Conclusie
Nr. 08/02321
Mr Jörg
Zitting 22 december 2009
Conclusie inzake:
[Verzoeker = verdachte]
1. Bij arrest van 29 april 2008 heeft het gerechtshof te 's-Hertogenbosch verzoeker wegens poging tot moord ontslagen van alle rechtsvervolging en hem TBS met dwangverpleging opgelegd.
2. Namens verzoeker heeft mr. C. Wendenburg, advocaat te Dordrecht, bij schriftuur twee middelen van cassatie voorgesteld.

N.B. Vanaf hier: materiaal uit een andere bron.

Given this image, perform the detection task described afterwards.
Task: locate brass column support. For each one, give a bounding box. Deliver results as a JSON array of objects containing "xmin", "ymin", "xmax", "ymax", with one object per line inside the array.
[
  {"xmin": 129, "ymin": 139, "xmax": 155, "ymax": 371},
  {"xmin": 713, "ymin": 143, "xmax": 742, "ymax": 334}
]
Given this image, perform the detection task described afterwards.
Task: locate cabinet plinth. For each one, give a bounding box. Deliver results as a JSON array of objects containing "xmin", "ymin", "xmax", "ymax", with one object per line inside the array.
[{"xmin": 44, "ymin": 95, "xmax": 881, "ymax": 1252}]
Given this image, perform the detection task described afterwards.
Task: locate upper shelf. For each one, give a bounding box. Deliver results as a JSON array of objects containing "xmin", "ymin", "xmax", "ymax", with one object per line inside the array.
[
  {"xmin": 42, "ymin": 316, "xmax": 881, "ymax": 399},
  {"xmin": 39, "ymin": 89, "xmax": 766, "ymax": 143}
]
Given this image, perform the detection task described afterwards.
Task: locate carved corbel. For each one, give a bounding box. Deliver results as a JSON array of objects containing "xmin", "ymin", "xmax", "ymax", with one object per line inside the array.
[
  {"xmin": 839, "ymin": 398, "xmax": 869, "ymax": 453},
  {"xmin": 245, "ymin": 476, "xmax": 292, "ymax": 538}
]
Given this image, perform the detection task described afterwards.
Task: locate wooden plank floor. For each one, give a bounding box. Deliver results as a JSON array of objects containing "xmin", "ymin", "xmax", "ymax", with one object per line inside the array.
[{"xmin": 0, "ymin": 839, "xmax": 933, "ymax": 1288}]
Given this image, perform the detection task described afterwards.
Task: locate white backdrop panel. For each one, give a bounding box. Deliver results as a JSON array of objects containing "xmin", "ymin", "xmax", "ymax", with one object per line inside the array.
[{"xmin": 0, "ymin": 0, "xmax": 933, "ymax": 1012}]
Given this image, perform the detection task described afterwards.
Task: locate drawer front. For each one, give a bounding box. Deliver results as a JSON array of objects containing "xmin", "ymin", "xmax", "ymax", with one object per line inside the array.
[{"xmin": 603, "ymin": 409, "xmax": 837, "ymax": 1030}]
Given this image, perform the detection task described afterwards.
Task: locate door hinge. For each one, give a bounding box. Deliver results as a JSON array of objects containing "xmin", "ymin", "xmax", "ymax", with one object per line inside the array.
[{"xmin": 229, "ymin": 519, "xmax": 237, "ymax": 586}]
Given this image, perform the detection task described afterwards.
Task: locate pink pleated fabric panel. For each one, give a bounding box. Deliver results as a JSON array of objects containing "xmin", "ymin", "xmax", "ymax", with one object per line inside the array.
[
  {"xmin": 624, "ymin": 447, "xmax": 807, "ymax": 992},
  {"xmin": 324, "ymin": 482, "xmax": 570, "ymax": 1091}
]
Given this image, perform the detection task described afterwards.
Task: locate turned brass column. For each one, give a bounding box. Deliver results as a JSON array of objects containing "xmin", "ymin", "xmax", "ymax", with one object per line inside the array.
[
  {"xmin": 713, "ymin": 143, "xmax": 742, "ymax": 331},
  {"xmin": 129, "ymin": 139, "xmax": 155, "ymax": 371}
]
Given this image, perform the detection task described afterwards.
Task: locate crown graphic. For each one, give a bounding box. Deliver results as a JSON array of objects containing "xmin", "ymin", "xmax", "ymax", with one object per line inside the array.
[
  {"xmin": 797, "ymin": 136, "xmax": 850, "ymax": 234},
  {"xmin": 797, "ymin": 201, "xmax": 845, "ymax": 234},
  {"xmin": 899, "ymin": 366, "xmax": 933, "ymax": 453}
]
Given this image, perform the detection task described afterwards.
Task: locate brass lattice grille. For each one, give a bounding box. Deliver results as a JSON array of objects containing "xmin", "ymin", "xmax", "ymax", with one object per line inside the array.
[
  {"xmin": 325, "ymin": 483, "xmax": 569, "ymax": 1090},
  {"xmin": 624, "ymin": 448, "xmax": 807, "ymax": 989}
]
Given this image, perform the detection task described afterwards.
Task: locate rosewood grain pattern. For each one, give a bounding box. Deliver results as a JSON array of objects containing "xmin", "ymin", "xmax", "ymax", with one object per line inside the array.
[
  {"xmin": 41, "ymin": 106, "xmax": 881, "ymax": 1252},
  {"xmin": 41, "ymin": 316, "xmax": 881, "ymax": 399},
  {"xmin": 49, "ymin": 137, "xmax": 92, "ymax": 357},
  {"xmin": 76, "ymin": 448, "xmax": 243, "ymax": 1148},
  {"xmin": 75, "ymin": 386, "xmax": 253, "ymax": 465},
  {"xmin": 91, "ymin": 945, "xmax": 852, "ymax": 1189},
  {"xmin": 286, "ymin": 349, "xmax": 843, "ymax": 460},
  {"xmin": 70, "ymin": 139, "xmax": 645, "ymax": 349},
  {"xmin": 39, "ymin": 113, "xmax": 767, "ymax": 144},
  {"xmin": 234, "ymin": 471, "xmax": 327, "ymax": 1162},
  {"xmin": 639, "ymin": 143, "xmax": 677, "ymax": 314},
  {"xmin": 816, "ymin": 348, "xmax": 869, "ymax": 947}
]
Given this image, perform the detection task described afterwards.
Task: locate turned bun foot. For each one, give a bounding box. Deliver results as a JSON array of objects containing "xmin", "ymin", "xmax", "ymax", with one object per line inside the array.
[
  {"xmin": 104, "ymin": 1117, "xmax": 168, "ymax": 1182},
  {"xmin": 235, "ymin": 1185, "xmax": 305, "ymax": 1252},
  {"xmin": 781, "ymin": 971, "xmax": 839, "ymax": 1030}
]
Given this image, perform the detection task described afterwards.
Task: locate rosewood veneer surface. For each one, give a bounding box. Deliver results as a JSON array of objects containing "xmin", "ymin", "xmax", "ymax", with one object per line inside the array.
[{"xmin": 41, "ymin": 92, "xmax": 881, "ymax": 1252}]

3. Beide middelen komen op tegen de motivering van het bewezenverklaarde opzet. De middelen lenen zich voor een gezamenlijke bespreking.
4. Het arrest houdt als volgt in:
"Bijzondere overwegingen omtrent het bewijs
i.
Zijdens verdachte is ter terechtzitting primair ten verweer betoogd dat hij van het ten laste gelegde moet worden vrijgesproken.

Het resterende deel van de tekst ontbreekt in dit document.